What Target should have done is have their outside counsel manage the engagement of Verizon so that this report could have been shielded by attorney-client privilege.

It is certainly possible that they did that, but then, how did the report get out to a reporter?  Part of engaging the attorneys to manage this is to control the distribution of the final work product.

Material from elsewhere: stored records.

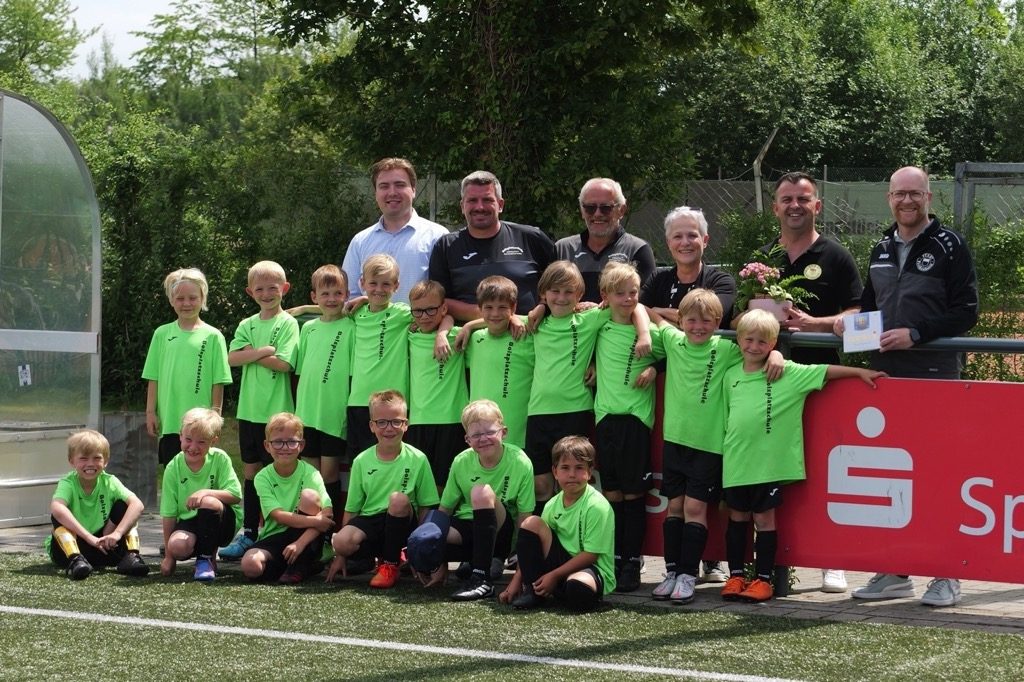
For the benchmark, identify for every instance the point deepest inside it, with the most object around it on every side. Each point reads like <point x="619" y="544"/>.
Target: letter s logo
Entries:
<point x="897" y="493"/>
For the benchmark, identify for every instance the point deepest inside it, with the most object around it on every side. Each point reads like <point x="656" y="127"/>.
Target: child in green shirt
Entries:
<point x="94" y="515"/>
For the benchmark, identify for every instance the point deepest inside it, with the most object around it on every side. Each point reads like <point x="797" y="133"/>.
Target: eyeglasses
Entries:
<point x="393" y="423"/>
<point x="286" y="444"/>
<point x="430" y="312"/>
<point x="912" y="195"/>
<point x="605" y="209"/>
<point x="482" y="434"/>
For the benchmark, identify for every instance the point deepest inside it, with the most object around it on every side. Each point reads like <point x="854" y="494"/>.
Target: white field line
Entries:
<point x="392" y="646"/>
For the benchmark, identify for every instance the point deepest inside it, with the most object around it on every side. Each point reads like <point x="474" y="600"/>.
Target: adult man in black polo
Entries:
<point x="488" y="246"/>
<point x="602" y="206"/>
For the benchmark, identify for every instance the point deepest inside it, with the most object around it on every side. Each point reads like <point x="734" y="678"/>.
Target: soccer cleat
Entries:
<point x="757" y="590"/>
<point x="478" y="588"/>
<point x="132" y="564"/>
<point x="386" y="577"/>
<point x="665" y="588"/>
<point x="942" y="592"/>
<point x="682" y="593"/>
<point x="885" y="586"/>
<point x="733" y="588"/>
<point x="79" y="568"/>
<point x="237" y="549"/>
<point x="833" y="581"/>
<point x="629" y="580"/>
<point x="206" y="570"/>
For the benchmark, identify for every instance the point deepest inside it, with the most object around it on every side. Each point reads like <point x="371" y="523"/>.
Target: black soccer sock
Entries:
<point x="484" y="530"/>
<point x="208" y="522"/>
<point x="250" y="510"/>
<point x="530" y="553"/>
<point x="395" y="534"/>
<point x="765" y="546"/>
<point x="672" y="540"/>
<point x="635" y="512"/>
<point x="735" y="546"/>
<point x="694" y="540"/>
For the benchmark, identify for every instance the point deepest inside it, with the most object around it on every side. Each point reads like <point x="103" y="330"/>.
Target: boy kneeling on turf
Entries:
<point x="388" y="483"/>
<point x="296" y="509"/>
<point x="567" y="553"/>
<point x="93" y="514"/>
<point x="199" y="505"/>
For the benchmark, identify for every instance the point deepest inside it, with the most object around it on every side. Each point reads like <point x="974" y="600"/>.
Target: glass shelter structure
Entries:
<point x="49" y="305"/>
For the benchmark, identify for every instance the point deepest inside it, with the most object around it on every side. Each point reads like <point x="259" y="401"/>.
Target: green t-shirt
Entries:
<point x="185" y="367"/>
<point x="380" y="358"/>
<point x="264" y="392"/>
<point x="276" y="492"/>
<point x="617" y="369"/>
<point x="180" y="481"/>
<point x="693" y="389"/>
<point x="436" y="389"/>
<point x="372" y="481"/>
<point x="588" y="525"/>
<point x="764" y="433"/>
<point x="564" y="347"/>
<point x="511" y="479"/>
<point x="324" y="365"/>
<point x="501" y="369"/>
<point x="90" y="510"/>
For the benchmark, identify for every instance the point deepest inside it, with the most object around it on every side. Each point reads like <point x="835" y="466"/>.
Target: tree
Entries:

Any way you look at it, in my opinion, letting this report out of their control is yet another FAIL! by Target.  

While Target spokesperson Molly Snyder said that Target believes that sharing information will make everyone stronger – thereby basically validating that the report is real – it doesn’t make sense to release this kind of detail while there are so many lawsuits pending.

You can go to Brian’s web site (see link below) for the long gory details, but here is the short version:

  • Once the Verizon hacking team was inside Target’s core network, there was nothing stopping them from communicating directly with the cash registers – violating every principal of segmentation known to IT.  They should never have been able to do that.
  • Target had guessable passwords on Microsoft SQL servers and weak passwords for system accounts.
  • Target had a password policy, but it was not being followed. Verizon found clear text password files for system accounts on several servers.
  • Verizon was able to create domain administrator accounts and dump all of the password hashes.
  • Within one week, the consultants were able to crack 472,000 (86%) of the passwords.
  • Patches to systems and services were not applied consistently.
  • Verizon said that Target, who was using Tenable’s vulnerability scanning system, had a comprehensive scanning program in place but was not acting on the vulnerabilities discovered.

There is more in the report, but you get the idea.

If you are a security person, the report is a fascinating indictment of Target and a roadmap of what not to do.

If you are a CEO, the leak of a report like this falls into the worst nightmare category.

Information for this post came from KrebsOnSecurity.